Today, Pfizer and BioNTech released interim study results of the late stage phase 3 trial of their vaccine candidate. According to the results, the efficacy of the vaccine is more than 90%, which is much higher than anticipated, as the vaccine has not been under development for a very long time and the efficacy of a normal flu shot is around 40-60%. We think it is important to remember that efficacy is defined as preventing disease (i.e. not getting sick) and not preventing infections. This means that we do not know whether the virus gets less infectious among vaccinated people, or whether the vaccine prevents severe COVID-19 or whether it protects the vulnerable and elderly.
It is also important to remember that the vaccine still needs approval (like the rest of the vaccines currently in phase 3 trials), to be produced and then distributed. People also need to feel safe getting vaccinated and unfortunately as many as 45% of the Americans say they are not willing, according to a recent CNN poll. This will not happen overnight, so we have not fundamentally changed our view that we are heading for a long winter with restrictions in the northern hemisphere, especially in Europe. However, it probably means that the risk that we need to do it all over again next autumn and winter is declining. From a vaccine production and distribution perspective, please notice that the vaccine is based on two shots and that the virus must be maintained at around -75 Celsius degrees, which makes distribution a bit complicated. Pfizer and BioNTech expect to produce 1.3 billion doses next year (so 650 million people can get injected with the vaccine).
The news from Pfizer could be the turning point for the global economy and financial markets that takes us out of the crisis.
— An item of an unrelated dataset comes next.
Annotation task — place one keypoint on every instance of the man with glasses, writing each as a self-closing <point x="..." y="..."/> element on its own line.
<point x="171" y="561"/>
The best case scenario from the outset of the virus has been that a vaccine could be ready by the end of the year or early 2021. But even in this scenario most people were expecting a much lower efficiency rate. With 90% efficacy it is much easier to achieve full herd immunity as it lowers the threshold of how many people need to get the vaccine to reach that goal. It thus increases the likelihood that we can return much faster to a world with no restrictions and no risk of new lockdowns. Travelling can return to normal and large gatherings are no longer a risk. Also, remember that we have several other candidates in phase 3 trials right now.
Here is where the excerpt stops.